Added in version 1.11.0 updated in 2.8.0

Filter Response by Similarity to A Given Page

Version 1.11.0 adds the ability to specify an example page for filtering pages that are similar to the given example.

Version 2.8.0 updated the underlying algorithm from SSDeep to Simhash.

For example, consider a site that attempts to redirect new users to a /register endpoint. The /register page has a CSRF token that alters the page’s response slightly with each new request (sometimes affecting overall length). This means that a simple line/word/char filter won’t be able to filter all responses.
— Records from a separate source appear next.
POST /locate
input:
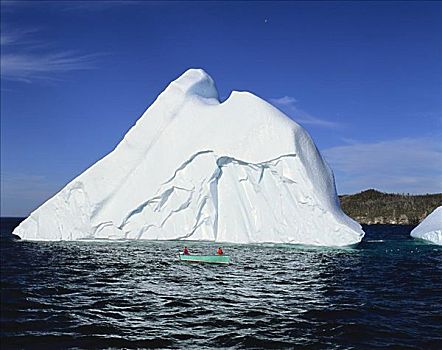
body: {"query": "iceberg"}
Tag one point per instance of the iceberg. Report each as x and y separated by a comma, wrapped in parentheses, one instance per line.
(195, 168)
(430, 229)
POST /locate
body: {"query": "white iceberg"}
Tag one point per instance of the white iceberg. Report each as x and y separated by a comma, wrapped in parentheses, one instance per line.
(193, 168)
(430, 229)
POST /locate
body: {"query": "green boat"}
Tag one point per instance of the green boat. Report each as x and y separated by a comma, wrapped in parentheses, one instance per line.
(209, 259)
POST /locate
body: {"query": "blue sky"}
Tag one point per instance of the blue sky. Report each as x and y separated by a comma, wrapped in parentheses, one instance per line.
(364, 78)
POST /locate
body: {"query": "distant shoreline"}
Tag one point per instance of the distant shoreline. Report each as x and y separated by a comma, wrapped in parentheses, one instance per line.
(373, 207)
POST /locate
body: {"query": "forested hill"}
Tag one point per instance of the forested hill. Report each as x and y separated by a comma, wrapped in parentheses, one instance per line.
(374, 207)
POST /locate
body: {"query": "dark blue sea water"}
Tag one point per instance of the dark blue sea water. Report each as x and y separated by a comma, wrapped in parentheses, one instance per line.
(384, 294)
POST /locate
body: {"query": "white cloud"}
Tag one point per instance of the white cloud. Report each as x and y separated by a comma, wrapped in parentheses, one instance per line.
(288, 105)
(408, 165)
(30, 67)
(25, 59)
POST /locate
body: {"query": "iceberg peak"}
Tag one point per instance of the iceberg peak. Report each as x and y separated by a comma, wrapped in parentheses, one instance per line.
(195, 82)
(192, 168)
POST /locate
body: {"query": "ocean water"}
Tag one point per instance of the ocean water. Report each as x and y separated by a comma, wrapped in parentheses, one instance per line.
(384, 293)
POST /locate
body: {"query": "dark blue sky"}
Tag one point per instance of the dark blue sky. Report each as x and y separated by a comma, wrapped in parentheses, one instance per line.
(364, 78)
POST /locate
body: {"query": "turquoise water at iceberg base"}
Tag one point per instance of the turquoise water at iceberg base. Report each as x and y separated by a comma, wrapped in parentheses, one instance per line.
(384, 293)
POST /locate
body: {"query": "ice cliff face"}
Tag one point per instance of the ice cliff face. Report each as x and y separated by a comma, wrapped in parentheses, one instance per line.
(194, 168)
(430, 229)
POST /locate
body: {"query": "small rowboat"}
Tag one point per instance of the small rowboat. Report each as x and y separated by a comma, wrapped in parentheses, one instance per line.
(209, 259)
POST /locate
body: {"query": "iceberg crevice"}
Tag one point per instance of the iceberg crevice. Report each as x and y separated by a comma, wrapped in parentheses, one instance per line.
(192, 168)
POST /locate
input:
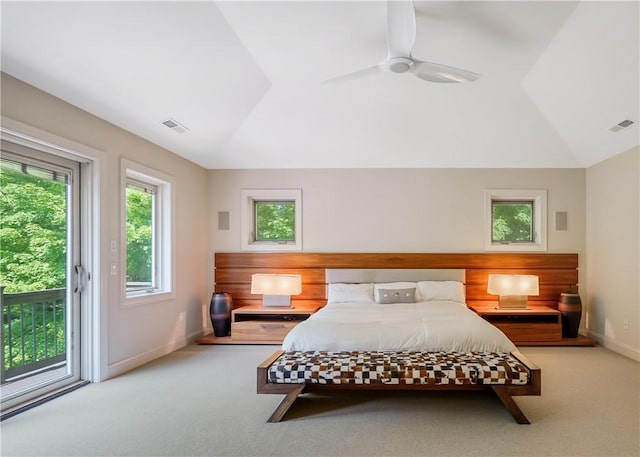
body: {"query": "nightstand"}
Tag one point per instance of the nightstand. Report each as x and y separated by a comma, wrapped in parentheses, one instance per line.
(526, 327)
(264, 325)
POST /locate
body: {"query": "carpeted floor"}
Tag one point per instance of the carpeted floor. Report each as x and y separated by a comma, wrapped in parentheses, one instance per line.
(201, 401)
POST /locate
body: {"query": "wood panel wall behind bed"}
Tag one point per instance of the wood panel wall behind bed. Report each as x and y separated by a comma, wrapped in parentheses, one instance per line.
(556, 272)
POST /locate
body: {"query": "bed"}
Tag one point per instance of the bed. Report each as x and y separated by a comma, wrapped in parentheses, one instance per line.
(397, 330)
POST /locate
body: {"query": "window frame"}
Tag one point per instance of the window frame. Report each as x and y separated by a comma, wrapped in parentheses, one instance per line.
(538, 197)
(163, 269)
(249, 198)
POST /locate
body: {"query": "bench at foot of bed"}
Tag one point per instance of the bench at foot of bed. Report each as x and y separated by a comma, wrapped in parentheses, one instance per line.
(294, 373)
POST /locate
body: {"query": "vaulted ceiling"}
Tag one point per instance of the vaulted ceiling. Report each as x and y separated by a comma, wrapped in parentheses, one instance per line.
(248, 80)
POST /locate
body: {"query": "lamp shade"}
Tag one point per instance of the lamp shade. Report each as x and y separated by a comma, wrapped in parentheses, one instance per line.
(513, 285)
(276, 284)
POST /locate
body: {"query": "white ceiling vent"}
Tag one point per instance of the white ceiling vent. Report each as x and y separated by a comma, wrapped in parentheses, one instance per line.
(175, 126)
(622, 125)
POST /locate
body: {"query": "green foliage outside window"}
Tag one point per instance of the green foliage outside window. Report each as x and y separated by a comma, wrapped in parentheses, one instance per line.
(139, 236)
(512, 221)
(33, 211)
(32, 233)
(275, 221)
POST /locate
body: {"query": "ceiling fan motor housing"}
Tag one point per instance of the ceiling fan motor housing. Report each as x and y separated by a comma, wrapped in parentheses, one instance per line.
(399, 64)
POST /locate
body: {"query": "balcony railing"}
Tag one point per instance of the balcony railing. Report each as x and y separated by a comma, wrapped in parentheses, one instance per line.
(33, 332)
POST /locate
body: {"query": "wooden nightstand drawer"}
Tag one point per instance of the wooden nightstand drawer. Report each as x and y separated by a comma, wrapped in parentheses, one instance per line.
(535, 325)
(262, 330)
(530, 332)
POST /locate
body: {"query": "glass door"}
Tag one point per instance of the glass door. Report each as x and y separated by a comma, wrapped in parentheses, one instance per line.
(41, 278)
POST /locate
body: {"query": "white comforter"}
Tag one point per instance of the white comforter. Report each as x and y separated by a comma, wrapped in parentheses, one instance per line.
(426, 326)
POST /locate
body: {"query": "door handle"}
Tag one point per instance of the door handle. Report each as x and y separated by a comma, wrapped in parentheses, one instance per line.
(81, 279)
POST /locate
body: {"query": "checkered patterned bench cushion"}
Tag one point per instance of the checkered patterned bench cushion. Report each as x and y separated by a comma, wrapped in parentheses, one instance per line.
(436, 368)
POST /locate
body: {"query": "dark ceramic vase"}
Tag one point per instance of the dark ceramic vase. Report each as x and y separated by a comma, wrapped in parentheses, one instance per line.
(220, 312)
(570, 307)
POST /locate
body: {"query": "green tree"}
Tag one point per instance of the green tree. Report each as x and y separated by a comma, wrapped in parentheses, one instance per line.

In order to filter those redirects out, one could use a command like this:

./feroxbuster -u https://somesite.xyz --filter-similar-to https://somesite.xyz/register

--filter-similar-to requests the page passed to it via CLI (https://somesite.xyz/register), after which it hashes the response body using the Simhash algorithm. All subsequent pages are hashed and compared to the original request’s hash. If the comparison of the two hashes meets a certain percentage of similarity (currently a hamming distance <= 3) then that request will be filtered out.

Simhash was selected as it does a good job of identifying near-duplicate pages while remaining performant. Other algorithms were tested but resulted in huge performance hits (orders of magnitude slower on requests/second).